Apa itu ‘Amor ring Acintya?’ Ungkapan ‘amor ring Acintya’, dalam masyarakat Bali sekarang, umumnya dirasa hanya sebatas slogan, yang sesungguhnya sangat sarat makna. Jika disertai dengan pemahaman yang baik, siapapun yang mendengar ungkapan tersebut jiwa dan pikirannya pasti tergetar.
DUMUGI AMOR RING ACINTYA artinya SEMOGA BERSATU DALAM KEDEWATAAN TERTINGGI (Acintya). Ungkapan ini diucapkan ketika ada seseorang meninggal dunia di Bali.
Dumugi berarti semoga. Amor berarti bersatu, menghilang, atau menuju kedalam situasi ‘ketiadaan’ atau ‘tidak tampak’. Acintya berarti ‘tidak tersentuh oleh pikiran’. Dalam konteks filsafat disamakan dengan sūkṣma dan śūnya.
Sastra Jawa Kuna menyebutkan beberapa baris terkait dengan ungkapan di atas. Berikut kutipan dari naskah kidung dan kakawin Jawa Kuno:
1). ‘Amor ring dewata’ ada dalam Kidung Harsa-Wijaya: ‘saṅ wus amor iṅ dewata; saṅ wus amor iṅ dewa; saṅ wus amor i widi’;
2). ‘Amor ring Widhi’ ada dalam Kidung Sunda disebut ‘saṅ wus amor iṅ widi.’
3). ‘Amor ring Śiwātmaka’ ada dalam naskah Wangbang Wideha,‘agya ni ṅwaṅ amor iṅ Śiwātmaka’
Ungkapan tersebut ditujukan kepada para raja, atau orang suci, yang dimaksudkan ‘saṅ wus amor iṅ dewata’ (beliau yang telah kembali ke alam kedewataan’, adalah beliau-beliau yang suci, yang terhormat, ‘memenangkan kehidupan ini’ dan kembali ke alam kedewataan.
Jika ingin kembali ke alam kedewataan, tentunya kita harus punya kualitas kedewataan dulu.
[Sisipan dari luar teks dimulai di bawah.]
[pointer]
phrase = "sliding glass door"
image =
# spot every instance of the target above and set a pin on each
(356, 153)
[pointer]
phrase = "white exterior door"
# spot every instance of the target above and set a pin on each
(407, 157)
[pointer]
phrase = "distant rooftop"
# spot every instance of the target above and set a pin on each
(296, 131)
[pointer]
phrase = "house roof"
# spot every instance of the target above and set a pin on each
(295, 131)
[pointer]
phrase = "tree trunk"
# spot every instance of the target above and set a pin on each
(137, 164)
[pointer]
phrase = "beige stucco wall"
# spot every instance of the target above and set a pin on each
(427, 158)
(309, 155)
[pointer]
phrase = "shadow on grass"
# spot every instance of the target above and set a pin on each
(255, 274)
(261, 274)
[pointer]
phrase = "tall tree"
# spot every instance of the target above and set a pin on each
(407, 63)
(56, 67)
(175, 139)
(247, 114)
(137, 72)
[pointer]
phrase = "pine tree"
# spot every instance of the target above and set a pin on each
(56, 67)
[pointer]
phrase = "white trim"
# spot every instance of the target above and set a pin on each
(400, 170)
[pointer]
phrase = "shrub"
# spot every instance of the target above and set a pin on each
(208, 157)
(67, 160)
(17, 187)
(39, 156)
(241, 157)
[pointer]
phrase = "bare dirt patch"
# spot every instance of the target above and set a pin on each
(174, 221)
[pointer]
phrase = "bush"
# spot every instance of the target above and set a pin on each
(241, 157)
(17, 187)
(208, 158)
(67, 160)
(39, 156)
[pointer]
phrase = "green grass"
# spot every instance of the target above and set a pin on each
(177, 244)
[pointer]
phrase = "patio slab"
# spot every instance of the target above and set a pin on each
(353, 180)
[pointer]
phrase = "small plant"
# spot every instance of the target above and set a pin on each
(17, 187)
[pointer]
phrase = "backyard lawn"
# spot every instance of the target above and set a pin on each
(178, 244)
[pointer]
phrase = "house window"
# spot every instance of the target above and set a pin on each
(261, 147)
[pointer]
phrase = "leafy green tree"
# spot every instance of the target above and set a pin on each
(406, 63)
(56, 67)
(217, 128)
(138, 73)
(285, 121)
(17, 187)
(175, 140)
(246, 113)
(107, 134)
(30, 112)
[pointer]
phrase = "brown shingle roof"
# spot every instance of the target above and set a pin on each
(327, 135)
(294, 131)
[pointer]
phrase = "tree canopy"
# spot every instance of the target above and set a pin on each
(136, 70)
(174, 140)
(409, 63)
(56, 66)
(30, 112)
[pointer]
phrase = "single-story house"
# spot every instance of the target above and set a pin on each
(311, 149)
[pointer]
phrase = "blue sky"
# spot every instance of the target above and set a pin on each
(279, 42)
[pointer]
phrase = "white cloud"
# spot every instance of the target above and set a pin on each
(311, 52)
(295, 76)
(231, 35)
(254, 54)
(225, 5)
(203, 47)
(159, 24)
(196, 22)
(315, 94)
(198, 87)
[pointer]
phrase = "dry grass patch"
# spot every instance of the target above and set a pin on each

Kalau kualitas diri kita hanya KW2 atau KW3 tujuan itu akan semakin jauh. Slogan tinggal slogan.
‘Amor ring Acintya’ tidak lain cita-cita kemanusiaan terdalam ajaran Siwa, Buddha, dan Hindu pada umumnya, yang kita kenal sebagai pencapaian ‘Moksa’ atau ‘Nirvana’.
Di Bali kita mewarisi lontar-lontar berbahasa Jawa Kuno yang menjadi panduan dalam meningkatkan kualitas diri kita dari KW2 atau KW3 menuju jiwa yang ‘orisinil’. Lontar-lontar tersebut antara lain: Aji Kadyatmikan, Aji Kamoksan, Aji Putus, Dharma Sunya, Dharma Patanjala, Wṛhaspatitattwa, dstnya. ‘Amor ring Acintya’ di dalam lontar-lontar tersebut mempunyai padanannya yaitu: sūkṣma dan śūnya.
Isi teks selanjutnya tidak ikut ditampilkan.